Je remercie mon maître Saadedinne ZMERLI et Leaders d'avoir publié cet hommage. Certes les jeunes ne le connaissent pas mais ils le devraient tant cet homme a été un Mandarin dans la plus belle acception du terme. Compétence, rigueur, amour du travail, humanité, générosité, courage, amour de la vie, désintéressement, et l'en passe. Il fut un modèle et je lui en saurai gré toute ma vie. Il faudrait écrire un livre sur ce personnage historique qui a dit à Bourguiba: "Des ministres, vous en trouverez partout, mais des Essafi, nulle part". Paix à son âme mais puisse-t-elle continuer à nous inonder de sa lumière.

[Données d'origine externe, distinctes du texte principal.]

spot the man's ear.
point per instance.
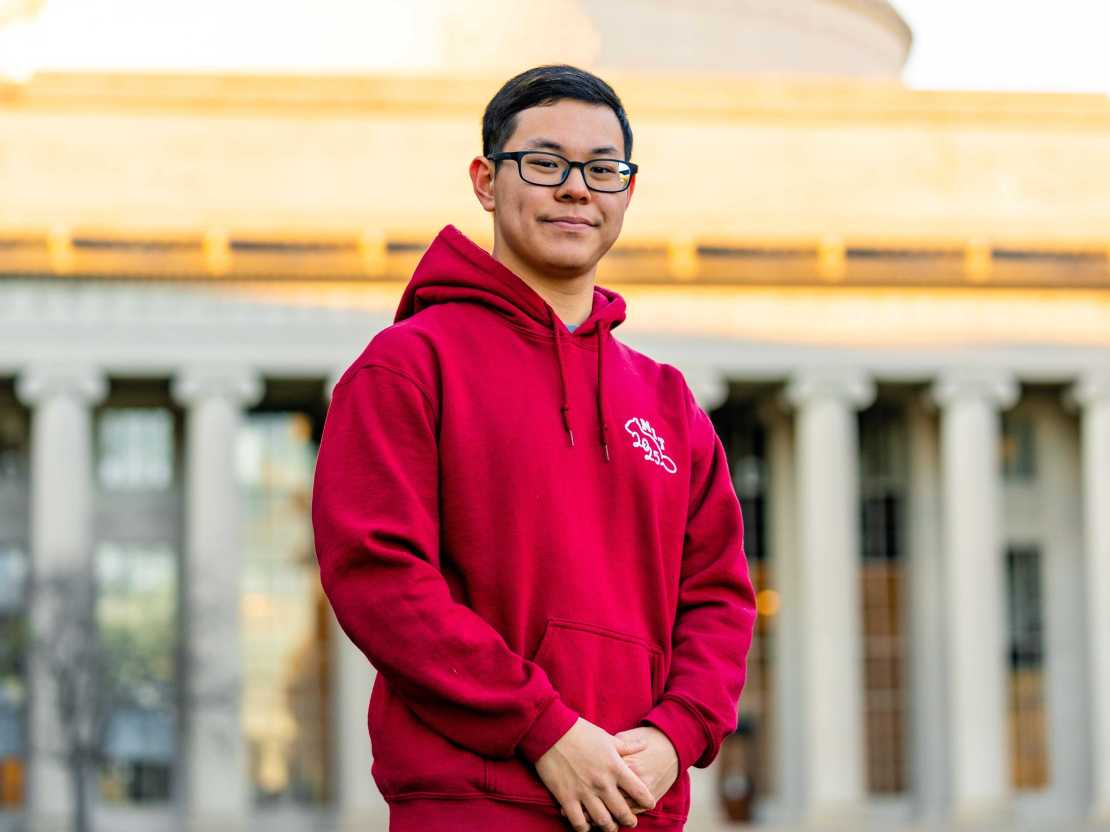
(482, 179)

youssef BAHRI - 08-04-2011 18:36

Mon FRERE LE PROFESSEUR Hichem BAHRI ALLAH YARHMOU ETAIT UN DES ELEVES DU REGRETTE PROFESSEUR ZOUHAIER ESSAFI IL NE TARISSAIT PAS D'ELOGES SUR CE GRAND CHIRURGIEN TROP TOT DISPARU. HICHEM AVAIT ETE TRES AFFECTE PAR LA MORT ACCIDENTELLE DU REGRETTE PROFESSEUR ZOUHAIR ESSAFI QUI ETAIT UN PATRON HORS PAIR

ABH - 08-04-2011 18:38

"L’ambiance de ces staffs animés par un patron appelant la liberté de parole, l’échange voire la contradiction n’avait rien de livresque d’autant que l’humour et l’anecdote n’étaient pas absents du débat." Malheureusement beaucoup n'ont retenu de leur passage au service 51 de charles Nicolle (le votre) que cette phrase: "les externes sont des lithiases des couloirs"

Salma Mokaddem - 12-05-2011 18:28

moi qui ne suis encore qu'une interne débutant à peine ma carrière médicale, j'ai souvent entendu parler des multiples qualités du Pr Zouhair Essafi et j'aurais aimé vivre à l'époque où des figures comme celle-ci exerçaient encore. Ceci étant dit, j'aurais aimé que les générations de médecins d'aujourd'hui prennent l'exemple sur ces grands hommes tels que Zouhair Essafi et Saadeddine Zmerli parce qu'on assiste malheureusement aujourd'hui à une détérioration du niveau d'enseignement, de ces fameux staffs, d'une disparition progressive de cette envie d'enseigner, d'ailleurs je me demande pourquoi certains médecins choisissent le cursus hospitalo-universitaire s'ils n'ont pas envie d'enseigner! tout ceci n'est profitable ni aux futurs médecins ni aux patients qui en subissent les conséquences. D'ailleurs nous approchons de l'élection du nouveau doyen de la faculté de médecine de Tunis et j'espère que la liberté d'expression des étudiants dont parle Pr Zmerli sera bientôt retrouvée et qu'il y aura une amélioration de la qualité de l'enseignement. Merci Pr Zmerli pour cet article très enrichissant!!